Aims. To evaluate Cloninger's typology of alcoholism using the Alcohol Symptom Scale (Gilligan et al., 1987).
Participants. A sample of 300 Australian men and women with a life-time diagnosis of DSM-III-R alcohol abuse/dependence.
Measures. The Alcohol Dependence Scale, the Short Alcoholism Screening Test, the Composite International Diagnostic Interview (CIDI) Substance Abuse Module, the Brief Symptom Inventory, the CIDI core modules, the Family History Questionnaire and the Sensation Seeking Scale.
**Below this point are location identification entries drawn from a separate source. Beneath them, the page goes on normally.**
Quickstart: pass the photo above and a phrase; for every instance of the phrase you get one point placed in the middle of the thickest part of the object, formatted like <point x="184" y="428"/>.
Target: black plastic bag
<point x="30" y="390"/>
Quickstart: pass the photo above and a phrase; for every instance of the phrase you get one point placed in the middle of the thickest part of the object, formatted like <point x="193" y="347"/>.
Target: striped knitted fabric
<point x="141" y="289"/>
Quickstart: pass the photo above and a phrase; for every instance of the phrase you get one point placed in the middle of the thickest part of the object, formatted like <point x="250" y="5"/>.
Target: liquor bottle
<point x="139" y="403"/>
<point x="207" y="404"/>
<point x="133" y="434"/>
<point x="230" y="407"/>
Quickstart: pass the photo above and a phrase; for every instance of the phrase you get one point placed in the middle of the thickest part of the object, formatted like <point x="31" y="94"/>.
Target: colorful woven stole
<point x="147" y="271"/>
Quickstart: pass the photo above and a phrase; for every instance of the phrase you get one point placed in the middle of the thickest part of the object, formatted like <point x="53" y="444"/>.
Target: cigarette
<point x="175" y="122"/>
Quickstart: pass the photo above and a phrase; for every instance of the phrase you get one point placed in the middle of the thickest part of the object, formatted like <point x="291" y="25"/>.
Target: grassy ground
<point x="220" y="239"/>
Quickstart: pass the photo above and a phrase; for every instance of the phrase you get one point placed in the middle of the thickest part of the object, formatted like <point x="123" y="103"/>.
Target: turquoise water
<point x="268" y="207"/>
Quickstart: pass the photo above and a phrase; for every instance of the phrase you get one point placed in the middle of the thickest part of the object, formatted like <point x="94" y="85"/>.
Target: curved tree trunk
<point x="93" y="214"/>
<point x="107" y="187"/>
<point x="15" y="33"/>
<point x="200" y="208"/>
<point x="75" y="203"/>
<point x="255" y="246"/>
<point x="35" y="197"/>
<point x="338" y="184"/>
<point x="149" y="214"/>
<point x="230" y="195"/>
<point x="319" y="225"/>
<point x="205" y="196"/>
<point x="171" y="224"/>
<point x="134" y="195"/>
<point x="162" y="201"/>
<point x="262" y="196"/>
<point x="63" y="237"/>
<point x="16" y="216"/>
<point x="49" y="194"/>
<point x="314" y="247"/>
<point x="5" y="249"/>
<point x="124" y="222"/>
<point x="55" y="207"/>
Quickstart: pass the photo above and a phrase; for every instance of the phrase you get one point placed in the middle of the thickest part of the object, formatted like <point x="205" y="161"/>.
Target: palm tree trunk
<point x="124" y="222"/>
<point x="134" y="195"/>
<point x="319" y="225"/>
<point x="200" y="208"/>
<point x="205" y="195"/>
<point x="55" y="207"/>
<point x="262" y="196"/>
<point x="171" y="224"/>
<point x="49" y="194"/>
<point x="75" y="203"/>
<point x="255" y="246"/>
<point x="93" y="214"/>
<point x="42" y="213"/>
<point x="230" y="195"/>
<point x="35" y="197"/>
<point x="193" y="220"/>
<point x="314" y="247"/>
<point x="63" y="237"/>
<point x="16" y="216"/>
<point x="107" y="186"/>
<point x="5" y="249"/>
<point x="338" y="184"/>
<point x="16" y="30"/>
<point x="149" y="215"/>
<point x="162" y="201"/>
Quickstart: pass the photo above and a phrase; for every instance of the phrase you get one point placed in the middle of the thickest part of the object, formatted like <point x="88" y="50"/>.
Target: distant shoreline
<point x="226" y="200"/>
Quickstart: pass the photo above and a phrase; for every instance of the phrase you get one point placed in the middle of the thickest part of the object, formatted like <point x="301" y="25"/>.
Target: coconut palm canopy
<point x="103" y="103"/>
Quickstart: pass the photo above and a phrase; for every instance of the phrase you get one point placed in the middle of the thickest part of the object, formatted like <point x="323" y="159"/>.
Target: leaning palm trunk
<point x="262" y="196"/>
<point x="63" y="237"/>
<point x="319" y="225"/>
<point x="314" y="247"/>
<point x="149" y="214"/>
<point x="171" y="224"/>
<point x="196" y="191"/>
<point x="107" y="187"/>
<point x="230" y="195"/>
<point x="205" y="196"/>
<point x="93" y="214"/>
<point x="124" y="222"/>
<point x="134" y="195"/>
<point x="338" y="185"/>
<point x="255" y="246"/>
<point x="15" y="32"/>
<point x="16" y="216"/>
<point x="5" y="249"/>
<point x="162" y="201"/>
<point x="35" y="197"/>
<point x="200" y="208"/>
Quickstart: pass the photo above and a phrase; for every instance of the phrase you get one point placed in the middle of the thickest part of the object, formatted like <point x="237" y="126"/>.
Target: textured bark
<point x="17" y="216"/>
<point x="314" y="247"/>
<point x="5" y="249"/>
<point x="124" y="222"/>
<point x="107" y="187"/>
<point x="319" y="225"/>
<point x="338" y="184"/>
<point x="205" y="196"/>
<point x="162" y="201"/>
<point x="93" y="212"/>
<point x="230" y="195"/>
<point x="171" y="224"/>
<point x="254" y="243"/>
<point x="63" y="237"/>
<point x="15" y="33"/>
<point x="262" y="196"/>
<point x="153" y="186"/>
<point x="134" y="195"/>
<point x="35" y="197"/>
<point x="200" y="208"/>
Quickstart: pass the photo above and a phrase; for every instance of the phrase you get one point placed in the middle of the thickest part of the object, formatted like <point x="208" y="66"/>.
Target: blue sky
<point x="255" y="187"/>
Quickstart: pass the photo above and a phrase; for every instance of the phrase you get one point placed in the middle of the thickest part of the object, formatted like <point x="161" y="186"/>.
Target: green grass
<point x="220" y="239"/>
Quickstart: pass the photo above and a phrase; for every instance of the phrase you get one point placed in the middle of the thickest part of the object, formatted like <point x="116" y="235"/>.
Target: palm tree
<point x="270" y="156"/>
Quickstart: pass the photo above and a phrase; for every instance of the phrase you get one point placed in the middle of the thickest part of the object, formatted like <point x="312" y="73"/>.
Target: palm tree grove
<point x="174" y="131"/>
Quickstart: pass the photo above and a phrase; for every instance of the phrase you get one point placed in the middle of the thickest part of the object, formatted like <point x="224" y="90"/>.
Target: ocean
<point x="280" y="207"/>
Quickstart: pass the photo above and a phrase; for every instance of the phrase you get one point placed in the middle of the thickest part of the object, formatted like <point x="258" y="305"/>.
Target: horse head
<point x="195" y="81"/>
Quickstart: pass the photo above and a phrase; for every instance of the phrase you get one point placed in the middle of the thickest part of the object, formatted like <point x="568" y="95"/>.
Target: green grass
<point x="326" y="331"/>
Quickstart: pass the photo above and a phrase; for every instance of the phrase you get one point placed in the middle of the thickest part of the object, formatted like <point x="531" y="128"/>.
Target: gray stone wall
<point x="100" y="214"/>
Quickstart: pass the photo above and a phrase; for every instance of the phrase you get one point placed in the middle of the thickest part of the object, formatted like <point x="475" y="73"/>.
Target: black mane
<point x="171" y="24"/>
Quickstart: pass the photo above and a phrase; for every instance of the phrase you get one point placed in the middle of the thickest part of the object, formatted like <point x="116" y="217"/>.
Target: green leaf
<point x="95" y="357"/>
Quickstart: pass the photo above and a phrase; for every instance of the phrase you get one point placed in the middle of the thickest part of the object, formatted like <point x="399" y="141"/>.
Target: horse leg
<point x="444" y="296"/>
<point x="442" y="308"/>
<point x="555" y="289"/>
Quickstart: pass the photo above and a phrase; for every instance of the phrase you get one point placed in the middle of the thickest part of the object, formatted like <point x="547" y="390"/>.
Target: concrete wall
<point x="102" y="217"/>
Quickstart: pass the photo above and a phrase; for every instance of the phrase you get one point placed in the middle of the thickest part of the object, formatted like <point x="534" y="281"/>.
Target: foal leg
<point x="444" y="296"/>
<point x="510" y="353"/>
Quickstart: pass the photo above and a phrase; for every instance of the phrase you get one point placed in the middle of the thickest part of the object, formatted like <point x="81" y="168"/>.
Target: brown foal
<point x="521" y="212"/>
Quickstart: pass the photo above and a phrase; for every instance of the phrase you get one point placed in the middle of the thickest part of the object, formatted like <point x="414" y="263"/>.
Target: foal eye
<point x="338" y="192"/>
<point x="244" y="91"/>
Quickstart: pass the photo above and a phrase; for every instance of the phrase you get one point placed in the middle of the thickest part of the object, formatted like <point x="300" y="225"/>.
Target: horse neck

Findings. The Alcohol Symptom Scale classified only 18% of the sample into either type I or type 2. There was mixed support for the hypothesized differences between type 1 and type 2 problem drinkers in pattern of alcohol abuse, gender, personality characteristics and familial aggregation of alcohol abuse. More women than men were classified as type 1 (19% vs. 6%) but, contrary to expectations, similar numbers were classified as type 2 problem drinkers (7% vs. 4%). As predicted, type 2 problem drinkers had more symptoms of antisocial personality disorder, more social consequences of drinking and higher sensation-seeking scores than type I problem drinkers.
Conclusions. Cloninger's typology failed to classify two types of problem drinkers and it did not predict gender differences in symptoms of alcohol dependence, family history or personality. Schuckit, Irwin & Mahler's (1990) hypothesis that type 2 problem drinkers are more likely to have primary ASPD was supported.